Mittag also designed an Anglican church for the farm, which was consecrated by the Archbishop of Cape Town Joost de Blank. The story is that he was introduced to the Archbishop by Edmond Lombardi as "Ernst Mittag the architect and atheist!" This did not phase the archbishop.

Prior to his work for Appletiser and Applethwaite Farm, Mittag did design work for another Edmond Lombardi enterprise, Brick and Clay Products Ltd. Mittag's experience in planning a brick factory for the Beociner Zementfabriks AG is likely the reason he was hired by Lombardi and Brick and Clay Products. Not much is known about his work there but Michael Mittag recalls that he designed a linear kiln there.

For some of his clients, Mittag also designed the furniture.

Despite professional challenges related to his political stance in apartheid-era South Africa, Mittag remained committed to social ideals.

In the bauhaus faces podcast Ernst Mittag's younger son, Michael Mittag, explained that his father took to South Africa what he had learned at the Bauhaus in Dessau and Berlin, e.g. adapting his designs for houses to the typography and climate of South Africa. Mittag developed his own style in South Africa unless he was commissioned to restore older buildings.

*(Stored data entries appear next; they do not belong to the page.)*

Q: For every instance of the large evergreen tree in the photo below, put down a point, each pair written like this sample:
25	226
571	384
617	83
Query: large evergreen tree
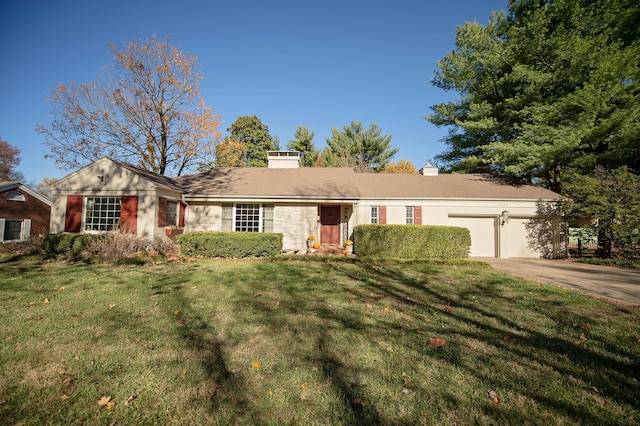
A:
364	149
255	135
549	87
303	142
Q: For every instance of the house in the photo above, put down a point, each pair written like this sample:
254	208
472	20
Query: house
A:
505	219
23	212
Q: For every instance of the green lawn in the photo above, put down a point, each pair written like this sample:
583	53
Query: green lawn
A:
313	341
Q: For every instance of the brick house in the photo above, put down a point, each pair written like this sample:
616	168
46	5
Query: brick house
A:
504	219
23	212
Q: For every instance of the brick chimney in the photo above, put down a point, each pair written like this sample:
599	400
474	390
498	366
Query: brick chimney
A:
429	170
284	159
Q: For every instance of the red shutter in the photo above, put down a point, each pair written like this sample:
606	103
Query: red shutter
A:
417	215
162	212
183	208
383	215
73	218
129	214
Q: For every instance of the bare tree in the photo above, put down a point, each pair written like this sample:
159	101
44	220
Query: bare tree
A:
146	110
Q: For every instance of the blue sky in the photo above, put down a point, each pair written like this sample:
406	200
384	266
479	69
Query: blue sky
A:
319	64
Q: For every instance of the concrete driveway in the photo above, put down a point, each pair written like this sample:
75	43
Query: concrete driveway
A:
617	283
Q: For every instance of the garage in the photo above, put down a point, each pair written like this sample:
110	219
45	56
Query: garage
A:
483	234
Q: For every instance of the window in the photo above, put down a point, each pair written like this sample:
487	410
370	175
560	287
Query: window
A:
374	215
172	213
247	218
102	213
15	229
409	215
227	218
12	230
267	218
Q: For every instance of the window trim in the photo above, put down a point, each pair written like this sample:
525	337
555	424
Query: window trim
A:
229	217
374	215
410	215
111	227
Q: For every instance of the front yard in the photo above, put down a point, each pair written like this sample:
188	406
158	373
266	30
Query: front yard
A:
309	341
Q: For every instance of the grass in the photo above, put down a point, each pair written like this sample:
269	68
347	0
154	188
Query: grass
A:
320	341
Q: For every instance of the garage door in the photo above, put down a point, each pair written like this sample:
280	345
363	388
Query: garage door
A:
483	234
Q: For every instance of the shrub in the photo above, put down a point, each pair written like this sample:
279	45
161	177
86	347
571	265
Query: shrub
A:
229	244
412	241
70	245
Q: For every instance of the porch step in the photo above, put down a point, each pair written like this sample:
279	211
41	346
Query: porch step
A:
327	250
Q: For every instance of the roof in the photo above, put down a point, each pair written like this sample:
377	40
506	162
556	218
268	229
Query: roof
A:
468	186
305	182
341	183
10	185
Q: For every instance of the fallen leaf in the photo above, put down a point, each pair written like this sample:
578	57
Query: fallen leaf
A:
211	392
104	401
437	342
357	402
130	399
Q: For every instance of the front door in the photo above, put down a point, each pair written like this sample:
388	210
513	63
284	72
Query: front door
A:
330	225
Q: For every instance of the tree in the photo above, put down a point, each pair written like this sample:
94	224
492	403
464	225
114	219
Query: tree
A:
611	200
146	110
255	135
402	167
550	86
46	186
303	142
366	150
9	160
231	153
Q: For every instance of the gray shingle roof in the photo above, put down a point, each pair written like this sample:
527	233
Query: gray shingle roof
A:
344	183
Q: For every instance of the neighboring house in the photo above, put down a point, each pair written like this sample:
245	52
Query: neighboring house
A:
505	220
23	212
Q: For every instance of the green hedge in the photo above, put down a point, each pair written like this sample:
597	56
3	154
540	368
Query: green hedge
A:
412	241
67	244
229	244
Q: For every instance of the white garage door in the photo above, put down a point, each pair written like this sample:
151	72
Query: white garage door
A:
483	234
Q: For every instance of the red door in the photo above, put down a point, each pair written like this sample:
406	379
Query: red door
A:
330	225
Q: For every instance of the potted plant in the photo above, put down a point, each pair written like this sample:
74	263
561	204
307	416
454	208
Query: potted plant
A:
310	241
172	230
348	246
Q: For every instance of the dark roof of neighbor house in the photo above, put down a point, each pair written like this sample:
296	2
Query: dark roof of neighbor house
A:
10	185
342	183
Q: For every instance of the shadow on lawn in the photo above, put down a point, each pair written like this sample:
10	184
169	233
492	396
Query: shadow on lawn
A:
599	374
596	375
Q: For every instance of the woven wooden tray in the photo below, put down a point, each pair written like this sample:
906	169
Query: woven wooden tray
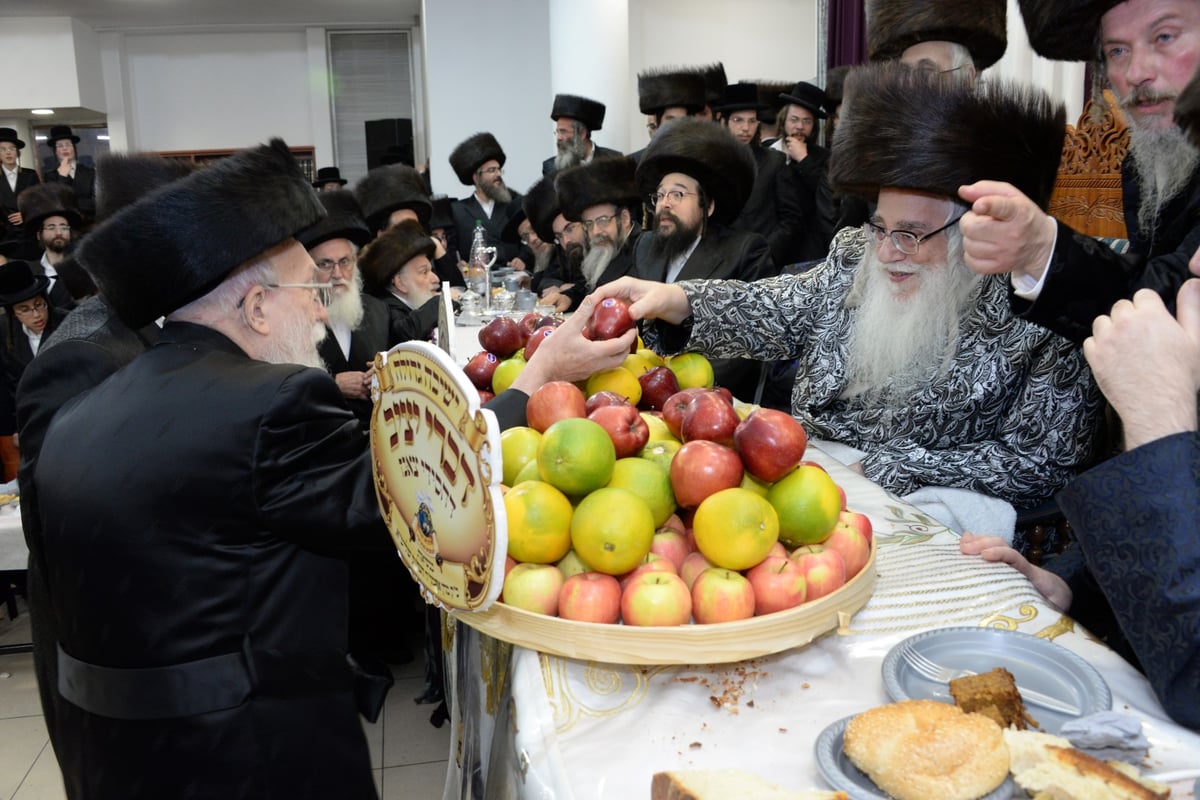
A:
682	644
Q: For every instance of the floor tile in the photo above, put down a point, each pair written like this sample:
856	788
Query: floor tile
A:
424	781
408	738
45	781
21	743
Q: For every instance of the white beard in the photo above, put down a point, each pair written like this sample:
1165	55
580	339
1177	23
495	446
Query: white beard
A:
898	344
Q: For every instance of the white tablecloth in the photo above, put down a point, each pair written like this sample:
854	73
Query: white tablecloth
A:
586	731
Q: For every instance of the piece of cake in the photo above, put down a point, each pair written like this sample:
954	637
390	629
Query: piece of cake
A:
993	695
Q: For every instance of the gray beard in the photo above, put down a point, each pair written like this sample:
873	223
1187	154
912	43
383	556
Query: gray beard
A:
1165	162
898	346
570	154
347	306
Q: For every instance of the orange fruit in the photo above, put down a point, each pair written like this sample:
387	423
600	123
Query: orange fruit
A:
539	518
649	481
735	528
612	530
808	503
576	456
519	446
691	371
618	379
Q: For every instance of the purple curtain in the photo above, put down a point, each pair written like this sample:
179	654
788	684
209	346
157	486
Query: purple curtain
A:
847	32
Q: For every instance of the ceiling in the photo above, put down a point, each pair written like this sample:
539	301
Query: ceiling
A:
162	14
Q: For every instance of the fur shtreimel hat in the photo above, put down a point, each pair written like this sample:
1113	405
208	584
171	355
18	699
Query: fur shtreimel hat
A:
904	128
125	178
48	200
390	188
670	86
603	180
1066	30
343	220
391	251
587	112
474	151
895	25
709	154
179	242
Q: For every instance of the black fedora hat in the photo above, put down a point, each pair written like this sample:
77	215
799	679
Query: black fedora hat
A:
60	132
328	175
741	97
10	134
18	283
809	96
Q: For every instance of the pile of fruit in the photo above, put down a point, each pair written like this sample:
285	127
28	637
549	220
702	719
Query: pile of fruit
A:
647	497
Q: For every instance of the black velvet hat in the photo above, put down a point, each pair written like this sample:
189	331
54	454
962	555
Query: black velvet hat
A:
809	96
391	251
979	25
588	112
329	175
1066	30
473	152
343	220
671	86
18	283
43	200
709	154
390	188
603	180
179	242
905	128
60	132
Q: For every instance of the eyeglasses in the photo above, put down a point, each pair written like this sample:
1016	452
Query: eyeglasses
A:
905	241
35	307
343	264
675	196
599	222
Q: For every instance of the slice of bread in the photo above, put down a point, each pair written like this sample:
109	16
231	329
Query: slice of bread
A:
917	750
726	785
1050	769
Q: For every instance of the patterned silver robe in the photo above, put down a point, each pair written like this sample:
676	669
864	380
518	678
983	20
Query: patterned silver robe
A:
1015	416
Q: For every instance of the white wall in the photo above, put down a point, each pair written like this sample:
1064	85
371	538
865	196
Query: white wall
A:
191	91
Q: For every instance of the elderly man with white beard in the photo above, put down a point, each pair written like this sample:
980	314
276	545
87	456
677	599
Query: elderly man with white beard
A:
911	362
1147	50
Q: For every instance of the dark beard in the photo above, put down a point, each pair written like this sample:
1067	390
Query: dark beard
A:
673	245
497	192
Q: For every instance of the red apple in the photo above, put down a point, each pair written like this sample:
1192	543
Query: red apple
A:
534	588
708	416
610	319
671	545
778	584
625	427
702	468
605	397
591	597
675	407
535	340
822	567
850	542
480	368
693	565
502	336
553	401
721	596
658	385
771	443
655	599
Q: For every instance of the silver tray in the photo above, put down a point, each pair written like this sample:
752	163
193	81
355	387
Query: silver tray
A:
1036	663
839	773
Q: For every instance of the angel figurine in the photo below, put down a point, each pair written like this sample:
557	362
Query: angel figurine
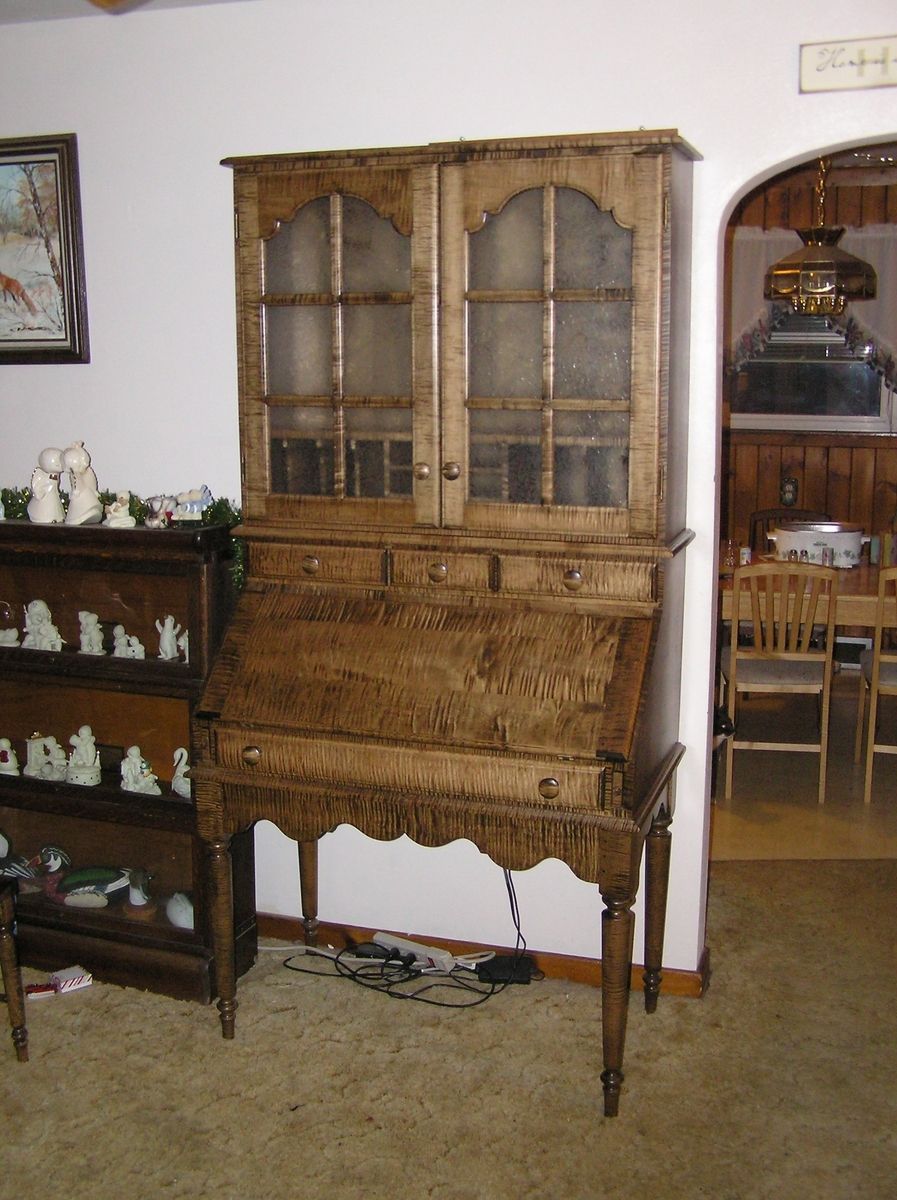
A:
84	507
136	774
46	505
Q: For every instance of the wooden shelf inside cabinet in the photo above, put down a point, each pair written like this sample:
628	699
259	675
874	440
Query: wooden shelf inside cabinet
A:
128	899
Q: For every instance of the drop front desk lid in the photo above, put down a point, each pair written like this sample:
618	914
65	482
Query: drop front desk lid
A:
302	672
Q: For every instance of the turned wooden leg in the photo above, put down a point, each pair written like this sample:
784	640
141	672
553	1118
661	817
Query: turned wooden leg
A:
308	888
616	930
657	847
10	969
221	900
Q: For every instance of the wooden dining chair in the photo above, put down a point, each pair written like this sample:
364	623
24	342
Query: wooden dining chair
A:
792	611
10	969
764	520
878	671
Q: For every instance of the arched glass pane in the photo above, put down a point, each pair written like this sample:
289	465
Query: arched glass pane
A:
298	346
591	459
378	453
505	456
377	342
375	256
506	253
593	250
301	449
298	256
593	351
506	349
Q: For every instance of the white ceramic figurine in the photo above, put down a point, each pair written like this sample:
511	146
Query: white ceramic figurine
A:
46	505
84	507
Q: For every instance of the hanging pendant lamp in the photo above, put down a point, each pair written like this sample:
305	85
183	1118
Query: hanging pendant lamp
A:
822	276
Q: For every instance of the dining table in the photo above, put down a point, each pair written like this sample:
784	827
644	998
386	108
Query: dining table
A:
854	606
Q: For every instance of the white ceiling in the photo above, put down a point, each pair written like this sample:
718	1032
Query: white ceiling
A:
13	12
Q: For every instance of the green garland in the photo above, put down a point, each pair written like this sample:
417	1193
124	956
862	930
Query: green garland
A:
221	511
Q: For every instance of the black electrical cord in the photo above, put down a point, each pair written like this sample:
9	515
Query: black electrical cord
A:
389	972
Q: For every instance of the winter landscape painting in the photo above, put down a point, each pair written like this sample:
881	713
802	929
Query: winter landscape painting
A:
42	300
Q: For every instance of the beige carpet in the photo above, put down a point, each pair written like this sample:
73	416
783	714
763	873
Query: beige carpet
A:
778	1085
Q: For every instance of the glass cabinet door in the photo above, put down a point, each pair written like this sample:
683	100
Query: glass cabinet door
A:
552	327
343	347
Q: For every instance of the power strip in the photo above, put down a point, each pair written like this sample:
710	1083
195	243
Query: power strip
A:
423	955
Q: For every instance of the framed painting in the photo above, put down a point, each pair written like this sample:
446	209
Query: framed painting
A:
43	313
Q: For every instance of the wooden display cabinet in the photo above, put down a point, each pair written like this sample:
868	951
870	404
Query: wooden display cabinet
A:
128	577
463	405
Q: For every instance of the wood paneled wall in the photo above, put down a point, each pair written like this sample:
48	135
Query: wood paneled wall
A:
848	477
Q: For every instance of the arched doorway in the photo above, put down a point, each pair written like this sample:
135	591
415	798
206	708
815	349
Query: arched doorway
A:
846	468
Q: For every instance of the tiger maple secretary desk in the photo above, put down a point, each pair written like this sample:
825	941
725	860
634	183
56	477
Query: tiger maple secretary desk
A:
463	409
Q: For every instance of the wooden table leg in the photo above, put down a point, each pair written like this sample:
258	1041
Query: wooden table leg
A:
618	925
308	888
221	899
11	972
657	847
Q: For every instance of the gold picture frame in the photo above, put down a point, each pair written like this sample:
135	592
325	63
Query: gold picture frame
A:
43	313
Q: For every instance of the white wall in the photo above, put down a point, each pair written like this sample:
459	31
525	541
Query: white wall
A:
158	97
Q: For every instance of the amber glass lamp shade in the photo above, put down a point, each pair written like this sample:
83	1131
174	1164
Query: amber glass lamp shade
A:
820	277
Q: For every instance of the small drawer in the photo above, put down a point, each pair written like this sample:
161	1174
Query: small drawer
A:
433	569
588	579
319	564
410	769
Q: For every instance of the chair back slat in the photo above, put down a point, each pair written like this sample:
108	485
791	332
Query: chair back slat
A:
786	603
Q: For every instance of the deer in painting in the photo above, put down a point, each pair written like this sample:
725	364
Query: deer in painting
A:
13	291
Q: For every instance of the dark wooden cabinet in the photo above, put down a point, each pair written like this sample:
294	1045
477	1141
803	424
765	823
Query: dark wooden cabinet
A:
463	375
132	579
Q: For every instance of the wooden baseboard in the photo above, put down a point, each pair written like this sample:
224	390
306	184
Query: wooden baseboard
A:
555	966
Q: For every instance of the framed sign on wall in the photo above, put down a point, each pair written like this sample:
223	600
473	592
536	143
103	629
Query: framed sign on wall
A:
43	316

In 1947 Ernst Mittag and Etel Fodor bought a piece of land and established their own farm to grow table grapes. They went to an agricultural college to learn everything about Viticulture. This farm became a powerful family undertaking with the addition of a Jersey cow stud and dairy. Ernst, Etel and their two sons, Thomas and Michael did much of the farmwork themselves with the help of two permanent staff. This work was in addition to their regular jobs and studies and the G.E Mittag architectural practice.

Once both sons had left South Africa by 1967, the Mittags sold the farm.

Ernst Mittag continued to work as an architect until he was 85 years old and died in 1991.

== Passion for sailing and wood working ==
Ernst Mittag was a passionate sailor. Before his studies in Dresden and Dessau, he attended a Yachting School and built himself a yacht in the back of his parents’ house in Riesa. He eventually sailed to the Bauhaus on the river Elbe with a friend.

During his first years in South Africa, Ernst Mittag went on regular sailing trips with his first employer, Norman Lubynski. His passion for boats and sailing culminated when he and Etel Fodor competed in the 1976 race from Cape Town to Rio de Janeiro. They were both in their seventies by then.

Working with wood was Mittag's first love and interest and remained so throughout his life, from the time that he built that wooden sailing boat in his parents' backyard in Riesa to his qualifying as a cabinet maker at the Bauhaus in Dessau. His furniture designs were often integral parts of the homes he designed. He was very likely influenced by Marcel Breuer who had been the master of the Bauhaus carpentry workshop until 1928. His woodworking skills were later also applied to the design and construction of the interiors of his ocean-going yachts.